I have a question not about artificial photosynthesis, but about "ordinary" natural photosynthesis. I was reminded that we have a thread on photosynthesis when I saw this in another thread:
Thermodynamics is like that. We lose energy at every step ...
It is my understanding that photosynthesis and some of the other metabolic chains in living cells are NOT like that: the losses in each step are often quite small. (Do these processes avoid losses by operating molecule-by-molecule instead of macroscopically?)
Here is my understanding, almost certainly confused, of the first step in photosynthesis. Please help correct it rather than just laughing at me.
A photon is absorbed by a Mg (magnesium) atom in a chlorophyll molecule. This produces an "exciton" (electron and electron-hole pair), the two pieces of which start bouncing hither and yon. Or rather, it produces a
quantum superposition of such excitons which, like the qubit data in a quantum computer, can explore various paths. The excitons bounce (like a ping-pong ball) among the nearby paddle-shaped chlorophyll molecules. In classical physics, the electron and electron-hole would usually find and cancel one another before long, producing some waste heat.
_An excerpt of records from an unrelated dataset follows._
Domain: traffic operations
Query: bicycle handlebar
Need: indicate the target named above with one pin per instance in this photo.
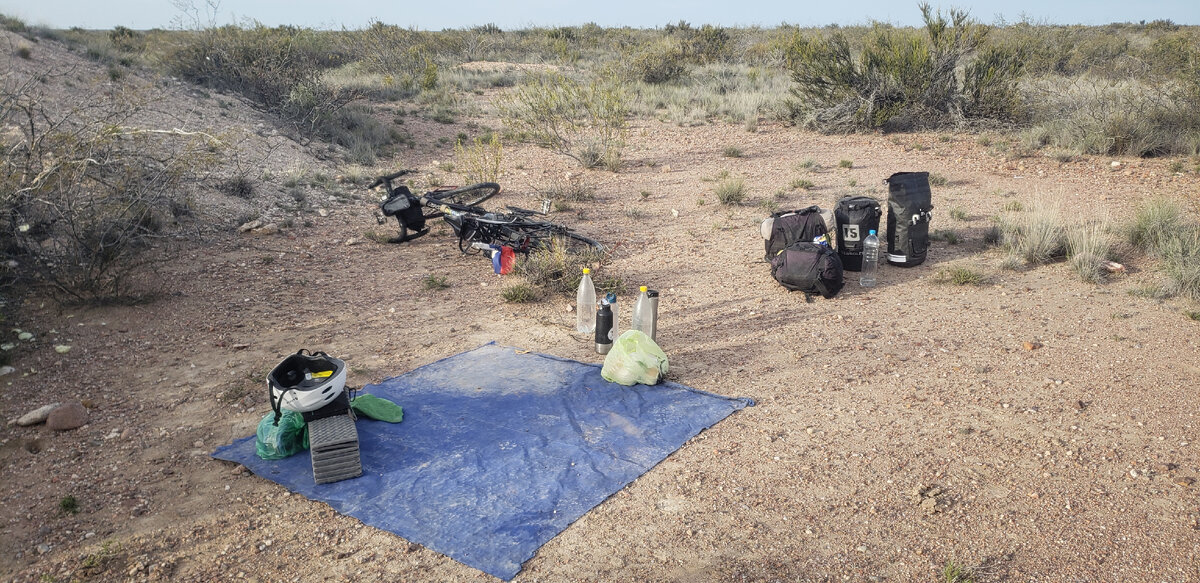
(388, 178)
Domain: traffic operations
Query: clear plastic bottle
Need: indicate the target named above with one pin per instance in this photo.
(586, 305)
(642, 318)
(612, 305)
(870, 260)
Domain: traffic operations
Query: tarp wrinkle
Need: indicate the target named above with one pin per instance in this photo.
(499, 451)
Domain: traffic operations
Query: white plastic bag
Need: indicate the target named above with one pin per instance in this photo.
(634, 359)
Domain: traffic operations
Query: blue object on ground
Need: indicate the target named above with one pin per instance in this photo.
(499, 451)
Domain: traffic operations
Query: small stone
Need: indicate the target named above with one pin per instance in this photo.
(67, 416)
(267, 229)
(251, 226)
(36, 415)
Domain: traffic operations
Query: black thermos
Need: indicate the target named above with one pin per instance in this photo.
(604, 328)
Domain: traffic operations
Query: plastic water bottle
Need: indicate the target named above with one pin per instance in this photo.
(612, 305)
(586, 305)
(604, 328)
(870, 260)
(641, 317)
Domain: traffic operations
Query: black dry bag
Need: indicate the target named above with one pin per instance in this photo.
(910, 208)
(857, 216)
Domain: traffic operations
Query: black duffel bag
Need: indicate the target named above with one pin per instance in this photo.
(856, 216)
(808, 266)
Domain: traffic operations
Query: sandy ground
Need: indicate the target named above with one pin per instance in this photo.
(897, 428)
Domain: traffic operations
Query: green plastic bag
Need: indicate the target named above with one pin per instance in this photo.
(634, 359)
(381, 409)
(276, 442)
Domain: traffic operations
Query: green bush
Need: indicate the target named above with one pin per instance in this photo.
(903, 79)
(731, 191)
(280, 68)
(583, 121)
(659, 62)
(85, 203)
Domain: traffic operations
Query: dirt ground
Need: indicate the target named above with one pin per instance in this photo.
(897, 430)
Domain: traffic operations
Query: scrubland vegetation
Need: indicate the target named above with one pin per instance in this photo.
(1122, 89)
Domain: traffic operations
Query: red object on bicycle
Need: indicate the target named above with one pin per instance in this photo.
(503, 259)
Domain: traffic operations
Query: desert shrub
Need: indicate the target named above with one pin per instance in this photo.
(1156, 223)
(481, 160)
(357, 128)
(126, 40)
(281, 68)
(659, 62)
(520, 293)
(731, 190)
(570, 188)
(85, 196)
(556, 271)
(1087, 247)
(1181, 264)
(1036, 235)
(959, 275)
(900, 78)
(583, 121)
(1162, 229)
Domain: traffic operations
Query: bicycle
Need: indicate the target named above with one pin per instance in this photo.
(478, 229)
(483, 232)
(413, 211)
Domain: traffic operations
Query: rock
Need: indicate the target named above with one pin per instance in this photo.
(36, 415)
(267, 229)
(67, 416)
(251, 226)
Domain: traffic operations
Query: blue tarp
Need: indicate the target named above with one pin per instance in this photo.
(499, 451)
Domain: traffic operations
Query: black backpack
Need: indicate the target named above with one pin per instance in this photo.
(910, 208)
(808, 266)
(857, 216)
(407, 211)
(789, 227)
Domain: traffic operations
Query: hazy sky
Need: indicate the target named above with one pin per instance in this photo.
(433, 14)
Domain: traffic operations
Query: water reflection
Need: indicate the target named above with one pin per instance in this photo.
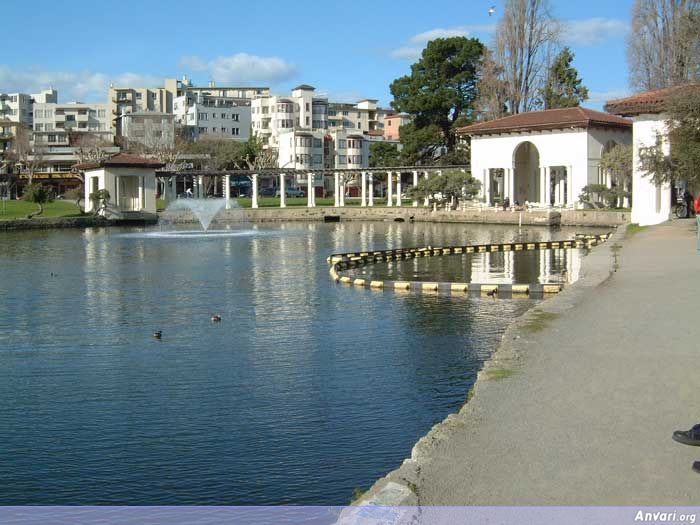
(304, 391)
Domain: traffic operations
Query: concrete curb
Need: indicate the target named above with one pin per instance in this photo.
(399, 487)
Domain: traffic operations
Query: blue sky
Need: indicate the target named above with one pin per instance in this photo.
(348, 50)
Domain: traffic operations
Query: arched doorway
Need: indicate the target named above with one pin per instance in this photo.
(526, 163)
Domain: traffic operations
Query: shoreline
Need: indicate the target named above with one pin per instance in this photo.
(549, 218)
(400, 487)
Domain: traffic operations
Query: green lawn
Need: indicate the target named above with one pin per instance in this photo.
(20, 209)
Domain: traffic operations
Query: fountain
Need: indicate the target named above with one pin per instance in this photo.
(204, 210)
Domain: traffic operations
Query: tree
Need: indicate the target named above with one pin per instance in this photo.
(491, 103)
(526, 38)
(439, 93)
(564, 89)
(39, 195)
(449, 186)
(383, 154)
(681, 160)
(618, 162)
(664, 43)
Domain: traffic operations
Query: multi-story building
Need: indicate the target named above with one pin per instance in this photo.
(202, 114)
(393, 123)
(63, 132)
(150, 130)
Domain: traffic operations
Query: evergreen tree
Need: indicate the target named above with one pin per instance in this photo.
(564, 88)
(440, 94)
But "if lucky" the electron of an exciton might eventually reach the Mn (manganese) atom in a reaction center and trigger the first key step in the photosynthesis sequence.
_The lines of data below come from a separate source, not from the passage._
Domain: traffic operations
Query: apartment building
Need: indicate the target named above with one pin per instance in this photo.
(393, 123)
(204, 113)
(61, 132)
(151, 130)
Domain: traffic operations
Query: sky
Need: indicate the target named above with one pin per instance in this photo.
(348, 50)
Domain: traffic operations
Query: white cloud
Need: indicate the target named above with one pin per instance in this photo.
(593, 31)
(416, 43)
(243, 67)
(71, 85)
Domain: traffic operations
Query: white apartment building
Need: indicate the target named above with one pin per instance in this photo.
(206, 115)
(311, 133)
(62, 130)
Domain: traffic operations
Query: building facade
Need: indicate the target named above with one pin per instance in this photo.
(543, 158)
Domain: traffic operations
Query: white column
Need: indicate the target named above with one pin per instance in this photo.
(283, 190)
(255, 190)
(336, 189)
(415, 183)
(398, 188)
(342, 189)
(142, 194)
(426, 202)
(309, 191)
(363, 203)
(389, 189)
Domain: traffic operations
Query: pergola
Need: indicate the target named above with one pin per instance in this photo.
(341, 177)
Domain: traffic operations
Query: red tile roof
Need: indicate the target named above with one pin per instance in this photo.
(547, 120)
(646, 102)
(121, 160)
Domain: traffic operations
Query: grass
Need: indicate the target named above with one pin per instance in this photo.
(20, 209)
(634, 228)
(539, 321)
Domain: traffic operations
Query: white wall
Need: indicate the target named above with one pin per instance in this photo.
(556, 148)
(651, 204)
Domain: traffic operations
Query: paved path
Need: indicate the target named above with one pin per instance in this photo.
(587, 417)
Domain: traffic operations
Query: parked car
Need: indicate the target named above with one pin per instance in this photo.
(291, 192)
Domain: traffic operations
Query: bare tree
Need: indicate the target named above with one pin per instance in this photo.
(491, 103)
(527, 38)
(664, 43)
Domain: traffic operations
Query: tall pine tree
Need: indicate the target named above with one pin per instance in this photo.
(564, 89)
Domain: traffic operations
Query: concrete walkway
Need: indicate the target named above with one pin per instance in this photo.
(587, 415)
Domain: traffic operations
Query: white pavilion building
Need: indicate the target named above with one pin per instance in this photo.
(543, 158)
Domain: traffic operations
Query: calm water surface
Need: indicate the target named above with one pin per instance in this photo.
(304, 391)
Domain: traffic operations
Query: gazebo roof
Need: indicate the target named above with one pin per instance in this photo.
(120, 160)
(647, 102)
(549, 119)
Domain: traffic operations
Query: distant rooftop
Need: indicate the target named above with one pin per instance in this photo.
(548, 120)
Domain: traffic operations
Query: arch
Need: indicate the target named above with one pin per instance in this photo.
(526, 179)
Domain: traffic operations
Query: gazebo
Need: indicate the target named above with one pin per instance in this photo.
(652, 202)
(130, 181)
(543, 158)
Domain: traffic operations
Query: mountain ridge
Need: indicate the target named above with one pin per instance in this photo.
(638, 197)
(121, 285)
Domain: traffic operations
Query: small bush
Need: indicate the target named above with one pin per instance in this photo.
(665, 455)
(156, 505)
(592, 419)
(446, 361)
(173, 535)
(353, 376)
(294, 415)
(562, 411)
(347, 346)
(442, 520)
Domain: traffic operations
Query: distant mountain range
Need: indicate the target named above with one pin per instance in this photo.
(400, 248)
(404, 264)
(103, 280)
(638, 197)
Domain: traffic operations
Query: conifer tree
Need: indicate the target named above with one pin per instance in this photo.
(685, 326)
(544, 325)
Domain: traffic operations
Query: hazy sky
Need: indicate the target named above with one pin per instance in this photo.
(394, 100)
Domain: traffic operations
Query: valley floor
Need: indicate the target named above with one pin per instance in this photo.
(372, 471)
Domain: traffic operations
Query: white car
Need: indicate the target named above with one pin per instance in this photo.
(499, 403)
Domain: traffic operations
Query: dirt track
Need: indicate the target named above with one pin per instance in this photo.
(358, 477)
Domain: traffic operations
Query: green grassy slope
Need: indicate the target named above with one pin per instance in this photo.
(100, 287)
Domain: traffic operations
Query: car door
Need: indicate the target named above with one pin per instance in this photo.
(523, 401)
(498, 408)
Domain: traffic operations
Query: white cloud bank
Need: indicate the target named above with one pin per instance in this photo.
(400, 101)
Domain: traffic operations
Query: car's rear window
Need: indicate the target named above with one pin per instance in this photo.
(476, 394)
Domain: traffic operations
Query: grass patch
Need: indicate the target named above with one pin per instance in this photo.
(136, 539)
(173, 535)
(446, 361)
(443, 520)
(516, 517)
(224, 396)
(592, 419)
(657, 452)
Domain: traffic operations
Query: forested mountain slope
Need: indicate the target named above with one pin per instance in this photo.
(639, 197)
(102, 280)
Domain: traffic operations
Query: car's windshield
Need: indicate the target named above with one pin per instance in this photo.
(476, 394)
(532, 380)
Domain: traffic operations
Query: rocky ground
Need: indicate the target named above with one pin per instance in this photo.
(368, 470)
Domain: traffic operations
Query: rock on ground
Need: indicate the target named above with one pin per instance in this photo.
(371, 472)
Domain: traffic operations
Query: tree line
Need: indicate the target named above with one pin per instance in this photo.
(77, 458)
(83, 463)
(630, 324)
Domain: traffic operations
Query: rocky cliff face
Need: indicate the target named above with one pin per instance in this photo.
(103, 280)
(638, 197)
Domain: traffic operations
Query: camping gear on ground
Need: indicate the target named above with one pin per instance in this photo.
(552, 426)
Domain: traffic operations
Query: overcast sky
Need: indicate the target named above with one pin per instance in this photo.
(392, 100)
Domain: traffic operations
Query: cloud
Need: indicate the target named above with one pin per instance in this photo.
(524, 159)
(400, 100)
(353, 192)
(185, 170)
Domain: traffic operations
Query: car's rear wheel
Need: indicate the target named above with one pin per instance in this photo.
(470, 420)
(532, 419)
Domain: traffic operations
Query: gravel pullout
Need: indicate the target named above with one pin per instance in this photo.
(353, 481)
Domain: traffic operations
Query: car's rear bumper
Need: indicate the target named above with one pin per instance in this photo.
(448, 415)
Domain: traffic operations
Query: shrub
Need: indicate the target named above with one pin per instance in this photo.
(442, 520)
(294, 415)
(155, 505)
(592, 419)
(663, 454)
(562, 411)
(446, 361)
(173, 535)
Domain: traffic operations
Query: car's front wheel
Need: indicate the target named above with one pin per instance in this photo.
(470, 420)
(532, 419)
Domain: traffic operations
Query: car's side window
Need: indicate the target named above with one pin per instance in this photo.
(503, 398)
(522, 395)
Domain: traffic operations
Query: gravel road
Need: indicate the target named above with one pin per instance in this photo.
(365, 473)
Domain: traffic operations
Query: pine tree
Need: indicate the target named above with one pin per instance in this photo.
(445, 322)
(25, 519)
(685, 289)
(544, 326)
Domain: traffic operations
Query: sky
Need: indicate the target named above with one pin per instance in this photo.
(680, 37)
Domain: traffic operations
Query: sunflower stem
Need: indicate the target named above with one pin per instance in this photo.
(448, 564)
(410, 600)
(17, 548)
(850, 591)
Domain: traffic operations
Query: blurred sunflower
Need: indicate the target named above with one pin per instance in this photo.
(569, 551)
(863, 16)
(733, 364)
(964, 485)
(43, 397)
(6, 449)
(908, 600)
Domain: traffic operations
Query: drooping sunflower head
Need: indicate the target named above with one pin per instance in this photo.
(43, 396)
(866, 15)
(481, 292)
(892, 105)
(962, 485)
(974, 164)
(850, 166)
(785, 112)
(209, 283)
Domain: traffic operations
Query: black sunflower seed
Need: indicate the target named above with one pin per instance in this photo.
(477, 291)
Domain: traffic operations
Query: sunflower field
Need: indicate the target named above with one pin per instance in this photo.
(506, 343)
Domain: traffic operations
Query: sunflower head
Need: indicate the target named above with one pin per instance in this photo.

The electron reaches ("tunnels to") and interacts with the Mn atom MUCH more often than would be expected if it were following a "drunkard's random walk." Like the qubits following Grover's Algorithm in a quantum computer, the exciton created when a quantum of sunlight hits a living green leaf seems to be attracted toward a useful goal!
There is a famous story about this comparison between a quantum computer and a blade of green grass. I found part of the book excerpt without paywalls or Google-walls elsewhere:
“Molecular biology and quantum mechanics developed in parallel, rather than cooperatively. Biologists hardly attended physics lectures and physicists paid little attention to biology. But in April 2007, a group of MIT-based physicists and mathematicians who worked in a rather esoteric area called quantum information theory were enjoying one of their regular journal clubs (with each member taking a turn at presenting a new paper they had found in the scientific literature) when one of the group arrived with a copy of the New York Times carrying an article which suggested plants were quantum computers (more on these remarkable machines in chapter 8). The group exploded into laughter. One of the team, Seth Lloyd, recalled first hearing about this “quantum hanky-panky.” “We thought that was really hysterical . . . It’s like, ‘Oh my God, that’s the most crackpot thing I’ve heard in my life!’” The cause of their incredulity was the fact that many of the brightest and best-funded research groups in the world had spent decades trying to figure out how to build a quantum computer, a machine that could carry out certain calculations much faster and far more efficiently than the most powerful computers available in the world today. It relies on digital bits of information that are normally either 0 or 1, to be both 0 and 1 simultaneously and therefore able to pursue all possible calculations at once—the ultimate in parallel processing. The New York Times article was claiming a humble blade of grass was able to perform the kind of quantum trickery that lay at the heart of quantum computing. No wonder these MIT researchers were incredulous. They might not be able to build a working quantum computer but, if the article was right, they could eat one in their lunchtime salad!”
My question is:
What the F***?!!! Can anyone explain the "goal-oriented" behavior of photosynthesis (or Grover's Algorithm for that matter) in an
intuitive way? (Don't just summarize quantum mechanics. I've already read seven versions of
Quantum Physics for the Intelligent Layman and am starting in on
Quantum Physics for the Utter Imbecile.)